Hybrid-AIRL: Enhancing Inverse Reinforcement Learning with Supervised Expert Guidance
In recent years, Adversarial Inverse Reinforcement Learning (AIRL) has emerged as a promising approach to tackle the sparse reward problem in reinforcement learning (RL). By inferring dense reward functions from expert demonstrations, AIRL has shown potential in various applications. Nevertheless, its capabilities in complex, imperfect-information environments have not been thoroughly investigated.
A new research study detailed in the paper titled “Hybrid-AIRL: Enhancing Inverse Reinforcement Learning with Supervised Expert Guidance” (arXiv:2511.21356v2) seeks to bridge this gap by evaluating the performance of AIRL in the challenging context of Heads-Up Limit Hold’em (HULHE) poker. This domain is particularly notable due to its characteristics of sparse, delayed rewards and inherent uncertainty.
Challenges Faced by AIRL
The research findings indicate that AIRL struggles to infer a sufficiently informative reward function in the HULHE poker setting. This limitation poses significant challenges for effective learning and decision-making in complex environments where information is not readily available.
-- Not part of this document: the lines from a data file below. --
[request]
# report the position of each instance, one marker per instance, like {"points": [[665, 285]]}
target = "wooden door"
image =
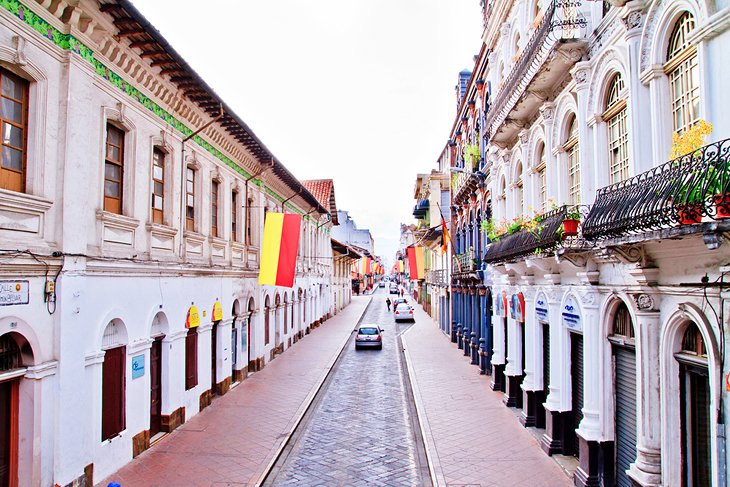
{"points": [[156, 387], [9, 433], [213, 357]]}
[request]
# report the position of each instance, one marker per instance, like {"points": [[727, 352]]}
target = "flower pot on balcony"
{"points": [[722, 205], [570, 227], [689, 214]]}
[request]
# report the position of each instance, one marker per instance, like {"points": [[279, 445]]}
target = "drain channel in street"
{"points": [[362, 426]]}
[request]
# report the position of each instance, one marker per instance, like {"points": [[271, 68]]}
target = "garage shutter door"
{"points": [[576, 375], [625, 377]]}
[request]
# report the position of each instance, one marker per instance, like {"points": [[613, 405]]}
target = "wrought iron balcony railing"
{"points": [[464, 262], [437, 277], [682, 191], [526, 59], [545, 237]]}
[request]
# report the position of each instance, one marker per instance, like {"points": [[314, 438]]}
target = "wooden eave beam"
{"points": [[142, 44]]}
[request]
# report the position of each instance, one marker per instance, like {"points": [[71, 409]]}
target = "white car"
{"points": [[404, 312]]}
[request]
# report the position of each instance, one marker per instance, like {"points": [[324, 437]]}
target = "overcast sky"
{"points": [[358, 91]]}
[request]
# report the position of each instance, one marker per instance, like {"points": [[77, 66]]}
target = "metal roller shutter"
{"points": [[576, 377], [625, 382]]}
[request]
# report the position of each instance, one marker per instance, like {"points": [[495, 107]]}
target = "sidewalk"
{"points": [[235, 439], [471, 437]]}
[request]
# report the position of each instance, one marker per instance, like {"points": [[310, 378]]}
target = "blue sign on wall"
{"points": [[541, 310], [137, 366], [571, 315]]}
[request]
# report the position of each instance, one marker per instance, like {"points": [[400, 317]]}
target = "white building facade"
{"points": [[132, 200], [610, 336]]}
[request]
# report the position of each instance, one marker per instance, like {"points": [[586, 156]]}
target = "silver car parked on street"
{"points": [[368, 336]]}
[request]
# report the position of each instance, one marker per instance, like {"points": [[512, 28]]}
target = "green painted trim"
{"points": [[68, 42]]}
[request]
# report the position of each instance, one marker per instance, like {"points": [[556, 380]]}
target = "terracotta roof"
{"points": [[324, 191]]}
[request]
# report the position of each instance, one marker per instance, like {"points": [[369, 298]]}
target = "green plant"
{"points": [[472, 153], [572, 213]]}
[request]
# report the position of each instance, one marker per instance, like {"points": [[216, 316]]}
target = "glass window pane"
{"points": [[111, 189], [12, 135], [12, 159], [11, 110], [114, 135], [112, 171], [12, 87]]}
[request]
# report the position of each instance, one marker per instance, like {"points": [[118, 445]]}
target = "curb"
{"points": [[434, 464], [306, 404]]}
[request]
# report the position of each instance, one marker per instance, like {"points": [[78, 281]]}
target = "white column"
{"points": [[646, 470], [590, 426]]}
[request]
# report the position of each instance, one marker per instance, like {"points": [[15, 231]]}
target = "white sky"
{"points": [[358, 91]]}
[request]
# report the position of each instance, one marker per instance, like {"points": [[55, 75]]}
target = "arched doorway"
{"points": [[246, 332], [157, 334], [623, 351], [15, 356], [277, 323], [694, 403]]}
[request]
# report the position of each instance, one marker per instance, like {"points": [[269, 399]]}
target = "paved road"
{"points": [[362, 428]]}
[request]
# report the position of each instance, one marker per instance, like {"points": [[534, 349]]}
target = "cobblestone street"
{"points": [[362, 429]]}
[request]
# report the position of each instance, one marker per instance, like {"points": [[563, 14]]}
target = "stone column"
{"points": [[530, 386], [646, 470], [595, 452]]}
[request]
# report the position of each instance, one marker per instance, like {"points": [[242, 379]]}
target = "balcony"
{"points": [[555, 46], [682, 195], [546, 237], [464, 262], [437, 277]]}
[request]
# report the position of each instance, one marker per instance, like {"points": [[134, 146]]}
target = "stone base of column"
{"points": [[596, 466], [646, 471], [497, 383], [533, 413], [559, 433], [513, 393]]}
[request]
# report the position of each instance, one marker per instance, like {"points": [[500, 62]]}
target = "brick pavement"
{"points": [[235, 439], [471, 437]]}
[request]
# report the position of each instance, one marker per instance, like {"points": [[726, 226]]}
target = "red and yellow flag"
{"points": [[279, 249], [416, 262]]}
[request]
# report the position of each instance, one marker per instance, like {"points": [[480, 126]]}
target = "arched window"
{"points": [[571, 149], [622, 326], [519, 191], [14, 124], [615, 117], [541, 177], [683, 72]]}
Introducing Hybrid-AIRL (H-AIRL)
To address the shortcomings of AIRL, the authors propose Hybrid-AIRL (H-AIRL). This innovative extension enhances reward inference and policy learning by integrating a supervised loss derived from expert data. Additionally, H-AIRL employs a stochastic regularization mechanism to improve the learning process.
Evaluation and Results
H-AIRL was evaluated against a carefully selected set of Gymnasium benchmarks and the HULHE poker environment. The results of the experiments reveal several noteworthy findings:
- H-AIRL demonstrates higher sample efficiency compared to AIRL, allowing for more effective learning from fewer interactions with the environment.
- The learning process under H-AIRL is more stable, resulting in a robust performance across different scenarios.
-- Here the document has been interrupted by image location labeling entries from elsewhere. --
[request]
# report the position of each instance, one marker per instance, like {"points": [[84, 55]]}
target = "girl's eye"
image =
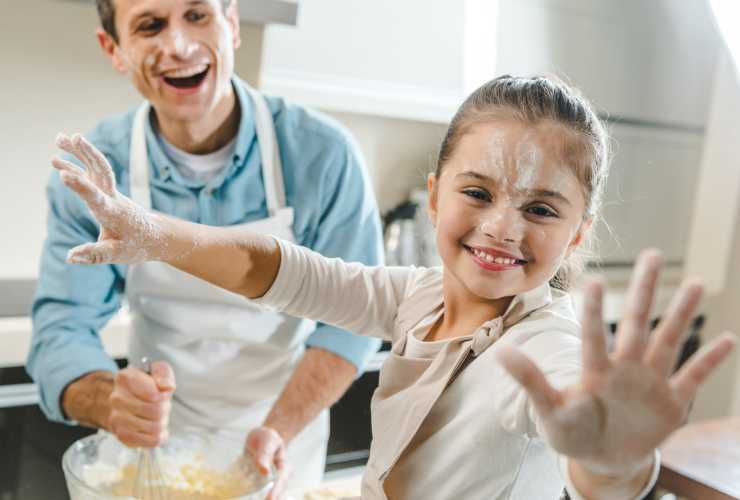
{"points": [[194, 16], [478, 194], [151, 25], [541, 211]]}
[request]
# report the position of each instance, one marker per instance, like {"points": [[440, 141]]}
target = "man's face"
{"points": [[178, 53]]}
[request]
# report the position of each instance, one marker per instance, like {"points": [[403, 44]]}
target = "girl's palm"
{"points": [[627, 402]]}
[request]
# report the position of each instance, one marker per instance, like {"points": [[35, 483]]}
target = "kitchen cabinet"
{"points": [[641, 61], [650, 193], [647, 62]]}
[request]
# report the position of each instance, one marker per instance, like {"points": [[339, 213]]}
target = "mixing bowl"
{"points": [[93, 467]]}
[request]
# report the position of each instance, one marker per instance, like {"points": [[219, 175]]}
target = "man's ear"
{"points": [[432, 185], [579, 237], [110, 49], [232, 16]]}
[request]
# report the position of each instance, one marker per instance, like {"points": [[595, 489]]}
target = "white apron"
{"points": [[231, 357]]}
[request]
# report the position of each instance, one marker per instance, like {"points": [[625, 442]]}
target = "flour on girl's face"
{"points": [[495, 192]]}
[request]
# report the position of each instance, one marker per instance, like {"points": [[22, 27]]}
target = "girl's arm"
{"points": [[232, 258], [626, 403]]}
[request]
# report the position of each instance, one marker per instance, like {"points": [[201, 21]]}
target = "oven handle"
{"points": [[15, 395]]}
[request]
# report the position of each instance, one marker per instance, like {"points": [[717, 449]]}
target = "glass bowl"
{"points": [[97, 465]]}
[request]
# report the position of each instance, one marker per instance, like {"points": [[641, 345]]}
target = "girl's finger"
{"points": [[595, 356], [692, 374], [665, 343], [68, 166], [633, 329], [545, 397]]}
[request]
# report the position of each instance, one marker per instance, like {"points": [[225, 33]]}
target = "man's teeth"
{"points": [[494, 260], [186, 72]]}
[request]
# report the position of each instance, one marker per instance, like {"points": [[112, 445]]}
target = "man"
{"points": [[207, 148]]}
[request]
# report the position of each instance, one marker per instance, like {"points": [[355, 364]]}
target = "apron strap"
{"points": [[272, 169], [138, 159]]}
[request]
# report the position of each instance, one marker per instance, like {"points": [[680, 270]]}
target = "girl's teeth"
{"points": [[491, 259]]}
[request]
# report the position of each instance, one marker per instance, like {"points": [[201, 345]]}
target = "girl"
{"points": [[492, 389]]}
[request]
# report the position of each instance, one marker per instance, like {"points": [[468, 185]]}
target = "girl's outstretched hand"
{"points": [[629, 401], [128, 233]]}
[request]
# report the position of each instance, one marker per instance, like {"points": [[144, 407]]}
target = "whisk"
{"points": [[149, 481]]}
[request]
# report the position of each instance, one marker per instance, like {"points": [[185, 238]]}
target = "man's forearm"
{"points": [[87, 399], [318, 381]]}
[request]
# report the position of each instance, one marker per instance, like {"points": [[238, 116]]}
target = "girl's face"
{"points": [[507, 208]]}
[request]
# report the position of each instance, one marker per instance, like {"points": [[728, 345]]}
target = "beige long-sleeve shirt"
{"points": [[448, 421]]}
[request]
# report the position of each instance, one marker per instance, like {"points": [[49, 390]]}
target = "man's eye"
{"points": [[541, 211], [151, 25], [194, 16], [478, 194]]}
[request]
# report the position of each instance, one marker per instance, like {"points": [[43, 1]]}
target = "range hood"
{"points": [[269, 12]]}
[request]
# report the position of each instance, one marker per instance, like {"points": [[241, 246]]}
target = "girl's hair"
{"points": [[532, 101]]}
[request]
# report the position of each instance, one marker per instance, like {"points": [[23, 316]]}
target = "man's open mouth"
{"points": [[183, 80]]}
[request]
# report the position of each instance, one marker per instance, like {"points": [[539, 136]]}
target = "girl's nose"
{"points": [[503, 225]]}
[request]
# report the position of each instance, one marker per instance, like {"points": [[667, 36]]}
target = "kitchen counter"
{"points": [[336, 485]]}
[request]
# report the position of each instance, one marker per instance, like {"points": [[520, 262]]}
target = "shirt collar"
{"points": [[244, 139], [520, 306]]}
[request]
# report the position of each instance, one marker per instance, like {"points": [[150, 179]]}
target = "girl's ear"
{"points": [[432, 203], [579, 236]]}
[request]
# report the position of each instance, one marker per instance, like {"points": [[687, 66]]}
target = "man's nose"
{"points": [[179, 44], [503, 223]]}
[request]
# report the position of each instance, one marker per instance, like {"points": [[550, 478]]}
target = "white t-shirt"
{"points": [[198, 167]]}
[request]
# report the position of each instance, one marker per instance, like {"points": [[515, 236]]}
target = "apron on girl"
{"points": [[231, 357]]}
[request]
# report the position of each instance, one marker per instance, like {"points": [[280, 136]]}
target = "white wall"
{"points": [[54, 79]]}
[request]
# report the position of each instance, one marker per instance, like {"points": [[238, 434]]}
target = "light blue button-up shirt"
{"points": [[325, 181]]}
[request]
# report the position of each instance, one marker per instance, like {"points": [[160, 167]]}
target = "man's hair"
{"points": [[107, 14]]}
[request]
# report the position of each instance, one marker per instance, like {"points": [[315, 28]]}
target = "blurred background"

- The incorporation of supervised signals into the inverse RL framework significantly enhances the reward function inference process.
Insights Through Visualization
In addition to performance metrics, the researchers provided a detailed analysis of the learned reward function through visualization techniques. This analysis offers deeper insights into the learning process, illustrating how H-AIRL adapts and improves over time.
Conclusion
The introduction of H-AIRL marks a significant advancement in the field of inverse reinforcement learning, particularly for applications in complex, real-world settings. By effectively integrating supervised expert guidance, H-AIRL not only overcomes the limitations encountered by traditional AIRL but also sets a new standard for future research and applications in reinforcement learning. As the field continues to evolve, H-AIRL holds promise as a powerful framework for addressing the challenges inherent in high-stakes decision-making environments like poker and beyond.